Voodoo magic was an unlikely source of zombies – but could science and medicine explain them? Davis wrote several books on the topic, including The Serpent and the Rainbow, later made into a horror film by director Wes Craven. Though the book was a public success, many scientists were skeptical of Davis’s claims, suggesting that they were exaggerated and that the amounts of neurotoxin in the powder samples he found were inconsistent and not high enough to induce the zombifying effects. While in theory the zombie power might work under certain ideal conditions, in the real world it would be very difficult to create a zombie with it; too little of the toxin would have only temporary effects, and too much could easily kill its victim.
Pharmacological doubts aside, there are other reasons to doubt the claim that people had for decades been turned into zombie slave labor. For one thing, the very process that would turn people into zombies (assuming it didn’t kill them) would leave them brain-damaged, uncoordinated, and slow — in other words, hardly ideal farm workers.
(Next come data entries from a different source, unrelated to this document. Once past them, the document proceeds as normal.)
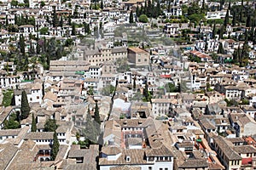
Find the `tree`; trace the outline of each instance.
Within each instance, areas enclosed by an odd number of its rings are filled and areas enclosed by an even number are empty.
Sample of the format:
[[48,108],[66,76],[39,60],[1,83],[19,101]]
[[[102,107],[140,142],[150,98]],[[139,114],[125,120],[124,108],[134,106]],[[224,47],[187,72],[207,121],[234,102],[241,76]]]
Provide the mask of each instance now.
[[232,19],[232,26],[236,26],[236,12],[234,11],[233,19]]
[[61,15],[61,20],[60,20],[60,26],[63,26],[63,17],[62,17],[62,15]]
[[91,86],[87,90],[87,94],[88,95],[93,95],[93,88]]
[[148,21],[147,15],[146,14],[141,14],[139,16],[139,21],[143,22],[143,23],[147,23]]
[[45,6],[45,3],[44,1],[41,1],[40,3],[40,7],[43,8]]
[[114,92],[114,87],[111,84],[107,85],[102,91],[102,94],[105,96],[109,96]]
[[32,113],[32,122],[31,127],[31,132],[37,132],[36,119],[33,113]]
[[71,14],[68,15],[68,26],[71,26]]
[[136,80],[137,80],[137,77],[134,76],[133,77],[133,89],[136,89]]
[[5,26],[9,25],[8,14],[5,16]]
[[4,129],[15,129],[20,128],[17,115],[18,114],[13,113],[10,115],[9,120],[3,122]]
[[58,126],[56,124],[56,120],[48,119],[44,124],[45,132],[55,132],[57,129]]
[[71,31],[72,36],[76,35],[76,25],[74,23],[72,23],[72,31]]
[[22,34],[20,35],[20,51],[25,55],[25,39]]
[[208,42],[207,42],[207,37],[206,37],[205,52],[207,52],[207,49],[208,49]]
[[92,120],[90,113],[90,109],[88,108],[85,128],[82,130],[82,134],[86,139],[96,142],[99,132],[100,125],[96,121]]
[[11,7],[17,7],[18,6],[18,1],[15,1],[15,0],[12,0],[11,1]]
[[218,48],[217,53],[218,53],[218,54],[224,54],[224,50],[222,42],[219,42],[219,43],[218,43]]
[[218,39],[222,39],[222,38],[223,38],[224,31],[224,26],[222,26],[220,27],[220,30],[219,30],[219,37],[218,37]]
[[132,13],[132,10],[131,10],[131,12],[130,12],[129,23],[133,23],[133,13]]
[[212,29],[212,38],[215,39],[216,36],[216,23],[214,22],[213,29]]
[[103,8],[104,8],[103,0],[102,0],[102,2],[101,2],[101,9],[103,9]]
[[94,120],[101,124],[101,117],[100,117],[100,112],[99,112],[99,106],[98,102],[96,102],[95,110],[94,110]]
[[150,101],[151,100],[151,94],[148,92],[148,82],[146,81],[145,82],[145,87],[143,88],[143,101]]
[[224,20],[224,26],[226,27],[230,21],[229,9],[226,12],[225,20]]
[[53,27],[55,27],[57,26],[57,14],[56,14],[56,7],[54,6],[54,11],[53,11],[53,19],[52,19],[52,26]]
[[27,101],[27,97],[26,92],[23,90],[21,93],[21,108],[20,108],[21,115],[20,119],[26,119],[29,115],[30,107]]
[[56,156],[58,154],[59,149],[60,149],[60,143],[57,137],[57,133],[55,131],[54,136],[53,136],[53,144],[52,144],[52,159],[55,160]]
[[84,23],[84,32],[87,34],[90,34],[90,25],[87,24],[86,22]]

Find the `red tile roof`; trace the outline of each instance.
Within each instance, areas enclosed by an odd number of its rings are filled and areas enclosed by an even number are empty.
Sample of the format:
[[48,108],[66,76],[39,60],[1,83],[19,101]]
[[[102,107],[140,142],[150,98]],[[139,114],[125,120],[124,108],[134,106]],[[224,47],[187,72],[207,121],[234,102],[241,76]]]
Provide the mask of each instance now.
[[248,165],[248,164],[252,164],[252,162],[253,162],[252,157],[241,159],[241,165]]

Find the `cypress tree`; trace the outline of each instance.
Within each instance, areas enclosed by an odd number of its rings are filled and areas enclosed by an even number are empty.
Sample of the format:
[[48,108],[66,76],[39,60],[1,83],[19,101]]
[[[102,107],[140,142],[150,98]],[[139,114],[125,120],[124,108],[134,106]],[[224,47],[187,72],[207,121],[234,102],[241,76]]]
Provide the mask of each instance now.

Furthermore, the economics of zombie-making don’t make sense: Haiti is the poorest country in the Western Hemisphere, with no shortage of very cheap labor to work farms and plantations. In a country where the average annual income is less than $2,000 there are plenty of able-bodied, non-zombified people willing to work for almost nothing. Unpaid zombie workers would still need to be clothed, housed, and fed, negating most of the potential profit from using them. And, of course, the sugar plantations allegedly filled with fields of zombies have never been found.
With the main reason for creating zombies pretty well debunked, the question remains — even if Davis’s zombie powder is all he claims it is — why anyone would bother to make a zombie in the first place. It would be a lot of time and effort to abduct someone, fake their death, get the toxins just right, revive them, and put them to work.
There are easier ways to give someone brain damage, and even if it worked there’s no guarantee that the person would be docile or compliant; it’s just as likely that they would be left in a vegetative state. While zombies are infesting television and film (and, some cases, news headlines), true zombies remain an unproven myth.